Trump’s Lofty Iowa Expectations Set High Bar for Big Victory

  • Oops!
    Something went wrong.
    Please try again later.
  • Oops!
    Something went wrong.
    Please try again later.
  • Oops!
    Something went wrong.
    Please try again later.
  • Oops!
    Something went wrong.
    Please try again later.

(Bloomberg) -- The only problem with being the Republican presidential frontrunner in 2024 is that voters expect a blowout victory.

Most Read from Bloomberg

The outcome of Monday’s Iowa caucuses, the first fight in the quest for the GOP nomination, looks to be in little doubt. Recent polls show former President Donald Trump’s support among Iowans at 51%, dwarfing the backing of his chief rivals, Florida Governor Ron DeSantis and Nikki Haley, Trump’s onetime ambassador to the United Nations.
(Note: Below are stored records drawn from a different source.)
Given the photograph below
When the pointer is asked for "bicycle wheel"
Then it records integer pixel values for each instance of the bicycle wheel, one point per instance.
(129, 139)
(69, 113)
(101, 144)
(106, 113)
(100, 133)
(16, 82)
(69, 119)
Trump’s campaign hopes a decisive win can force DeSantis out of the race and suffocate Haley, who is angling for a stronger showing the following week in New Hampshire. Clearing the field would let Trump focus on a general-election clash with President Joe Biden, as well as his numerous legal battles. Former New Jersey Governor Chris Christie bowed out of the race on Wednesday.

Read more: Christie Quits 2024 Race, Mocking Haley and DeSantis on Exit

Yet Trump aides fear that some voters, seeing his dominance, could stay home on what is forecast to be a frigid night in Iowa — and that a less-imposing margin of victory will prolong the primary fight.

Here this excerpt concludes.